Facile fabrication of 3D graphene–multi walled carbon nanotubes network and its use as a platform for natamycin detection

Abstract

In this work, a three dimensional graphene-multiwalled carbon nanotubes (3DG-MWCNTs) network is successfully fabricated on the surface of glassy carbon electrode (GCE) using pulse potential method (PPM) in a graphene oxide-multi walled carbon nanotubes (GO-MWCNTs) homogeneous dispersion. Scanning electron microscopy (SEM) images and electrochemical experiments confirmed the 3D structure of interpenetrated graphene-MWCNTs network and excellent electrochemical performance.
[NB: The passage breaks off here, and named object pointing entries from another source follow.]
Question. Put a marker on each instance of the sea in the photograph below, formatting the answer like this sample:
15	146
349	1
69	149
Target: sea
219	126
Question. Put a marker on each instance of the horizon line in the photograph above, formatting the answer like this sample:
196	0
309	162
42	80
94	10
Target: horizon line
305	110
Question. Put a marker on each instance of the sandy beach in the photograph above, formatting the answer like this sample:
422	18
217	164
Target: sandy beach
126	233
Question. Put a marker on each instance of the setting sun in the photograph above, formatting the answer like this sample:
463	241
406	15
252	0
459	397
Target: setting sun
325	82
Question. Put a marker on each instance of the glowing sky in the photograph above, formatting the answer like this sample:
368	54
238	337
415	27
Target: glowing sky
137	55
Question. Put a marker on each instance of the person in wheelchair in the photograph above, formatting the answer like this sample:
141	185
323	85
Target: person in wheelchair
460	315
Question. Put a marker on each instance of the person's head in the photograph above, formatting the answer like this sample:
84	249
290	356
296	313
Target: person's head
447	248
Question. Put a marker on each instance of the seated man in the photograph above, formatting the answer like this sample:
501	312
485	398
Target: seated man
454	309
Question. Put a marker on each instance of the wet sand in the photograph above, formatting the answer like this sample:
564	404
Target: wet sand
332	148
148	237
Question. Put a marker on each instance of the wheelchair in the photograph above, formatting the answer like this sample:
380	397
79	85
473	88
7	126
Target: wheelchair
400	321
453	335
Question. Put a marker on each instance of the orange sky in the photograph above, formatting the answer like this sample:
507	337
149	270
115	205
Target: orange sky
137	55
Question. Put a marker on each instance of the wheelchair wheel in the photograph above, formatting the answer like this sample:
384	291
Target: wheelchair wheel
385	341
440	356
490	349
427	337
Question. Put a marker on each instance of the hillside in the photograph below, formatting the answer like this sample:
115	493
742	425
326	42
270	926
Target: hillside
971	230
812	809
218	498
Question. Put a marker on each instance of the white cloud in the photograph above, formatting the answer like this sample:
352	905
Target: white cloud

The 3DG-MWCNTs network was presented to develop a sensitive voltammetric sensor for detection of natamycin. Systematic electrochemical tests demonstrate that the 3DG-MWCNTs network modified electrode can effectively increase response to the oxidation of natamycin due to the large accessible surface area as well as its excellent conductivity. Under optimized conditions, the voltammetric sensor showed a linear relationship in the range of 5.0 × 10−8–2.5 × 10−6 mol L−1 and a low detection limit of 1.0 × 10−8 mol L−1. Moreover, the proposed method was also applied for detection of natamycin content in real samples (commercial red wine and beverage).